Karl Marx glaubte an den logischen Ablauf der Geschichte mit dem Ziel und Ergebnis der klassenlosen Gesellschaft, im Kommunismus, der dem paradiesischen Urzustand ähneln würde. Der Proletarier sei die Triebfeder, dessen revolutionäres Potenzial, bedingt durch die Ausbeutung durch den Arbeitgeber (Mehrwerttheorie) ihn aus der Verelendung hin zur Herrschaft führen würde, bis keine Herrschaft mehr nötig sei.

So weit, so schön.
Als Problem erwies sich allerdings, dass die Verelendung ausgeblieben ist. Jedenfalls im kapitalistischen System konnte sich der Arbeiter hin zur Mittelschicht entwickeln, es zu einem gewissen Wohlstand und - horribile dictu!- zu (Grund-)Besitz bringen. Anders die Situation in den sozialistischen Staaten, wo abseits der Nomenklatura die Menschen nur das Nötigste hatten. Ein Auto? Wie viele Jahre warteten die Menschen darauf, sofern sie es sich leisten konnten? Staatliche Misswirtschaft ließ Konsumgüter, die im "Westen" längst selbstverständlich waren, zur Mangelware werden. Verblendete Ideologen, Minister ohne persönliche Verantwortung (das kennen wir auch aus unseren Tagen in gewissen Bereichen) sind stets schlechte Unternehmer.

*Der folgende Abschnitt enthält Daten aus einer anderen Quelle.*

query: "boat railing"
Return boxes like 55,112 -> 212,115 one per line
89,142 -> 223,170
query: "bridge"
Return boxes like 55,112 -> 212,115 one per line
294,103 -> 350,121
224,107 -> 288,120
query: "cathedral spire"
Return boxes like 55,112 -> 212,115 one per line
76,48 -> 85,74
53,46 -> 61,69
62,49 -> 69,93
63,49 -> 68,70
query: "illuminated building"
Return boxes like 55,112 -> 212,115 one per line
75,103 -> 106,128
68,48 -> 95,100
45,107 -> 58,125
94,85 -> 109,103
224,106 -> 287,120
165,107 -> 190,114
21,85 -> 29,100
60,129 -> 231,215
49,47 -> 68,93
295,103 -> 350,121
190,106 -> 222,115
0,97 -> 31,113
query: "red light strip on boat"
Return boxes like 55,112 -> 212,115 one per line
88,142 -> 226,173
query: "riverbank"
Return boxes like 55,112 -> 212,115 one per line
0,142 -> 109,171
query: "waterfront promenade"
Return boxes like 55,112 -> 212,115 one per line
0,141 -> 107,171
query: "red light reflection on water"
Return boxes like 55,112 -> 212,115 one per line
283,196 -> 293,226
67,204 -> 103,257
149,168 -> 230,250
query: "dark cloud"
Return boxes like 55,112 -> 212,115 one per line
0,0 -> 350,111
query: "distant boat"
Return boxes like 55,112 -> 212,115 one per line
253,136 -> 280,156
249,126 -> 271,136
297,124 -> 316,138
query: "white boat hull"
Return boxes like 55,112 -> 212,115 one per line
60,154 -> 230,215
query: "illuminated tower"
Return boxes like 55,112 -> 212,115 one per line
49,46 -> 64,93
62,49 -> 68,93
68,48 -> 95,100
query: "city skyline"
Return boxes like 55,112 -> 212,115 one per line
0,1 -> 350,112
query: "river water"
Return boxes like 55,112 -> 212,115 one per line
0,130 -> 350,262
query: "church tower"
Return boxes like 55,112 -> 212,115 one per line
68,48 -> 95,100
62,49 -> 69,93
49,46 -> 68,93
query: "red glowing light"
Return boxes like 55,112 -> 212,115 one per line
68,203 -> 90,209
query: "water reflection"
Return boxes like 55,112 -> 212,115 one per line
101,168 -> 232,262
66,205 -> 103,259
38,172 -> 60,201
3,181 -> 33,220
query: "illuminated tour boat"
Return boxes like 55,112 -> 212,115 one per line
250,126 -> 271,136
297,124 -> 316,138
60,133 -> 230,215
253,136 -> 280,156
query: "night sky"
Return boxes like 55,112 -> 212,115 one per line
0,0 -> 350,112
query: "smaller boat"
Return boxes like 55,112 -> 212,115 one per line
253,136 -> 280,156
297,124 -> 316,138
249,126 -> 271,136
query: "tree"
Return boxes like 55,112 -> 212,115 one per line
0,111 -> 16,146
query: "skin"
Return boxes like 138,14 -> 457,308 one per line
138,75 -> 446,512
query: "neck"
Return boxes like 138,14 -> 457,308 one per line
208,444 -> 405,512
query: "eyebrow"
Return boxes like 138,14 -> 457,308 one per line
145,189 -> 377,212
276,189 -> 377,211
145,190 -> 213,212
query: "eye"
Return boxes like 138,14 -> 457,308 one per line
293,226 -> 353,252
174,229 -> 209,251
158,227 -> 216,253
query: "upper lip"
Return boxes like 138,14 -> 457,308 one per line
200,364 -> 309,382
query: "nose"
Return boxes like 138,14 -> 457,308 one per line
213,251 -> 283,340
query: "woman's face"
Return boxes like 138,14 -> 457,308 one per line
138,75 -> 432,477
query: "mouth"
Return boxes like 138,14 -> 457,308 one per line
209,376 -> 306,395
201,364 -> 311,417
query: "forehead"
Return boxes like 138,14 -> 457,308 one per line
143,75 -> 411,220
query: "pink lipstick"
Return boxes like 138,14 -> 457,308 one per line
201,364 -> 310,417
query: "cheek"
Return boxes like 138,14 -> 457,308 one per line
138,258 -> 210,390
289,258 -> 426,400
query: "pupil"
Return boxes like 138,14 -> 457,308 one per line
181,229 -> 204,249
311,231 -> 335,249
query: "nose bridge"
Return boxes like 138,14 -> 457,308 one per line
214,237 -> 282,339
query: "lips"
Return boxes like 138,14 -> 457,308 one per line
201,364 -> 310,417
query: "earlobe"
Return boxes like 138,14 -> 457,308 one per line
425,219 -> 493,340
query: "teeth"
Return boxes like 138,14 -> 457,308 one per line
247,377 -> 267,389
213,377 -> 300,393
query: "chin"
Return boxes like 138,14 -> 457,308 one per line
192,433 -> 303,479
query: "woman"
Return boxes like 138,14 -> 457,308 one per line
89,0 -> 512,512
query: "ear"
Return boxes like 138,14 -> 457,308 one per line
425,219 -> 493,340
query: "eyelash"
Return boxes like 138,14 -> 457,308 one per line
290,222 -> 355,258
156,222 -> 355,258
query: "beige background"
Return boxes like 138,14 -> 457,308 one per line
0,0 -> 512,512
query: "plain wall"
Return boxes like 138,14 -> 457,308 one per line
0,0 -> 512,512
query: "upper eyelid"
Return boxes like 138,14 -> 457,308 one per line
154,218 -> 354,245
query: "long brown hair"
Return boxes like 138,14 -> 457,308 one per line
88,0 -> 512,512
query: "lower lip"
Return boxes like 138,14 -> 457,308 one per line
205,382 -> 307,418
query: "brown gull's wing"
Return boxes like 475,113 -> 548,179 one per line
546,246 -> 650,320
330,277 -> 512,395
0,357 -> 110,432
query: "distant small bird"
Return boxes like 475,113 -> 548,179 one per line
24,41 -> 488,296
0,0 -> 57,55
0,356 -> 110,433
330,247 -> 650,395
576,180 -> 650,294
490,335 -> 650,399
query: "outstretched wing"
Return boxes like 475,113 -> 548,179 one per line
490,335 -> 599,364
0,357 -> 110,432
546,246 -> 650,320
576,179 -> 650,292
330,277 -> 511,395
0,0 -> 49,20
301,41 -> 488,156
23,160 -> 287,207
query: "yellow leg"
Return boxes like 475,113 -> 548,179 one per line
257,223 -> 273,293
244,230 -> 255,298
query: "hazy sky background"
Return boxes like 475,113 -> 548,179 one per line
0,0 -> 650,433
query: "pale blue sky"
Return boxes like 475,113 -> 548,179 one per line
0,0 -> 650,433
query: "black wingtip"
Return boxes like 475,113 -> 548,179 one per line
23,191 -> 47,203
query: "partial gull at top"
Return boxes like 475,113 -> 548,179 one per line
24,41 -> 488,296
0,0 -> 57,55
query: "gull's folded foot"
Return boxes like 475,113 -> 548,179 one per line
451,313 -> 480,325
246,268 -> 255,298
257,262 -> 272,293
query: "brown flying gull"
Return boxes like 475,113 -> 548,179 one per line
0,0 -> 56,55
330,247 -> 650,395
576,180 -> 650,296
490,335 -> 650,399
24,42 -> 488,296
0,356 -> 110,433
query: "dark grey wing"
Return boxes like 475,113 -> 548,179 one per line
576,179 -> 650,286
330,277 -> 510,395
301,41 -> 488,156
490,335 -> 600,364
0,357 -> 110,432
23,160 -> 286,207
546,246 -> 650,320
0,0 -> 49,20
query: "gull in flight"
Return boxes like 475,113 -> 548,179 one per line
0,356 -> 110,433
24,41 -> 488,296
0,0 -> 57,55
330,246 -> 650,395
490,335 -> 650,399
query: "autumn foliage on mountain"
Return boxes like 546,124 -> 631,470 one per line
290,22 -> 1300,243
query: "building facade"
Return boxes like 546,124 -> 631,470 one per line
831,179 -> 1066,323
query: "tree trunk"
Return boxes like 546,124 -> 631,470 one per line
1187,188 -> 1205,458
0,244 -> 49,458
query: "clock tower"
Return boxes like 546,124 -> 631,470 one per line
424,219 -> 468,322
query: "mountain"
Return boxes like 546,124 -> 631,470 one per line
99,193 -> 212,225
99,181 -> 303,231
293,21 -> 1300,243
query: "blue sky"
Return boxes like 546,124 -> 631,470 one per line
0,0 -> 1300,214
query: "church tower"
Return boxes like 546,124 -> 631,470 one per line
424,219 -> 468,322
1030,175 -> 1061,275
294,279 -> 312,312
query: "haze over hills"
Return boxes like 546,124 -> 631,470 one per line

Wer das Paradies auf Erden schaffen wollte, erschuf zumeist das Gegenteil. Dort war er dafür Fürst.




Ist Kapitalismus bloß McDonaldisierung? Bildquelle: stupidedia

                     

Der Kapitalismus ist nicht perfekt. Er führt zu Umweltproblemen, er führt zu Existenzvernichtungen, er führt zu psychischen Problemen. Zugleich führt er zu bisher unbekanntem Wohlstand breiter Kreise in vielen Ländern (vor 100 Jahren lebten Adelige wesentlich schlechter als Arbeiter heute), noch nie waren so viele Menschen auf der Welt GUT ernährt wie heute (ohne zu vergessen, dass hier noch einiges zu tun ist). Wenn wir die freie Wirtschaft ablehnen, so kann das seine Gründe haben.

Wer eine Alternative bieten möchte, ist dazu aufgerufen. Doch lassen wir Marx und seine Epigonen auf der Müllhalde der Geschichte.


Zombies gehören bloß ins Kino. Insoferne passt es ja.